When we look at the persecutions and violations of rights such as freedom of expression that are taking place in the West today, we understand that such acts do not shock society today, we do not care if our neighbor's freedoms are violated as long as I preserve mine, but how far will we go with this? until we are all consumed by the hand that punishes? until we follow the legal ways of the state get there? until the state will ignore legitimacy? until the state will ignore legitimacy?


Is it legitimate then for someone to oppose the laws of the state? I think most readers will agree that a man who violates these laws would not act illegitimately but would act illegally. These conflicts do not only arise when we look back or compare our systems of law with those of other cultures. Today, this conflict between legality and legitimacy is more vivid than ever and the debate is continually reopening.
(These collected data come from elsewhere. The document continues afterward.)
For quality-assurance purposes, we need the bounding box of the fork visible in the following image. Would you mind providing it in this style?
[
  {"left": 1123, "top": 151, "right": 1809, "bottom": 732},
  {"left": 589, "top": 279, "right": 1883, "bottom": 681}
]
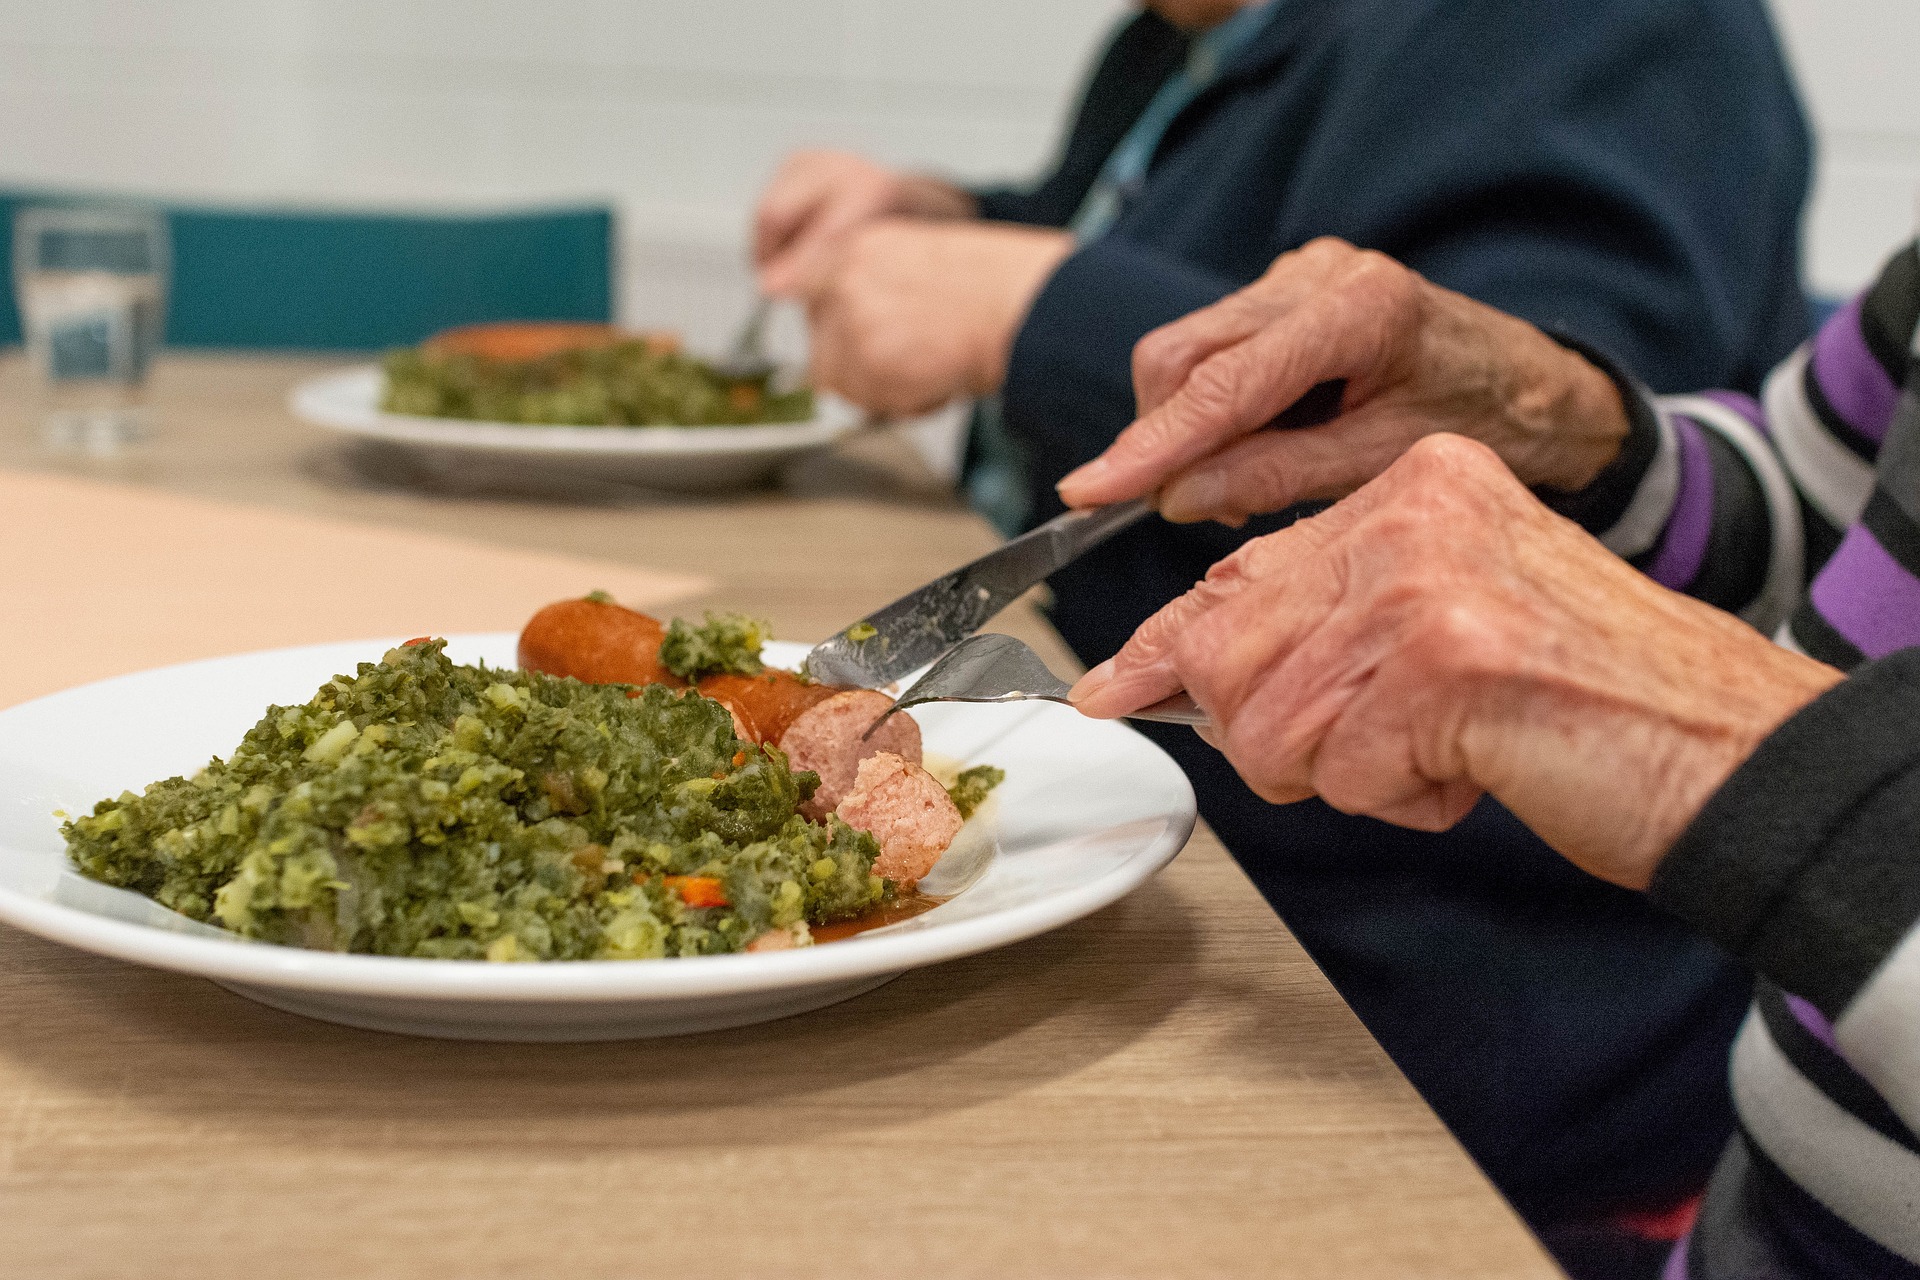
[
  {"left": 712, "top": 296, "right": 776, "bottom": 382},
  {"left": 864, "top": 633, "right": 1210, "bottom": 738}
]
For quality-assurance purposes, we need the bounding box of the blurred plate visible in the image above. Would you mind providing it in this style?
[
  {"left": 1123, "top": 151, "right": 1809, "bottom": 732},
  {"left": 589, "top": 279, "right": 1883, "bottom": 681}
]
[
  {"left": 290, "top": 365, "right": 867, "bottom": 492},
  {"left": 0, "top": 637, "right": 1196, "bottom": 1041}
]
It is a complex task to determine which are the inalienable individual rights that cannot be denied to any man regardless of the society in which he lives and its laws, due to the plural human cultures and traditions that coexist on our planet. However, despite this difficulty, there are also abuses that the vast majority of the world's population recognizes as such, however legal they may be: the slow extermination of the Roghinya people, the wars in the Middle East, modern slavery.

The current crisis of values in Europe has cruelly highlighted this conflict between the law and the just and legitimate. When the law condemns a person to imprisonment for having stolen a person's property, we may doubt that such a law is legitimate; but when the very people who uphold such laws pardon others who, because of their influence, social status or power, do not suffer the repercussions of their actions, we should have little doubt about the legitimacy of such laws and rulers. Therefore, just as a German citizen was morally authorized to disobey certain laws under Nazi oppression, we are today questioning our degree of obedience to laws that apply by violating basic human rights and using violence.

In short, the theoretical question of the relationship between legality and legitimacy has obvious practical and political consequences that should not be neglected in the analysis.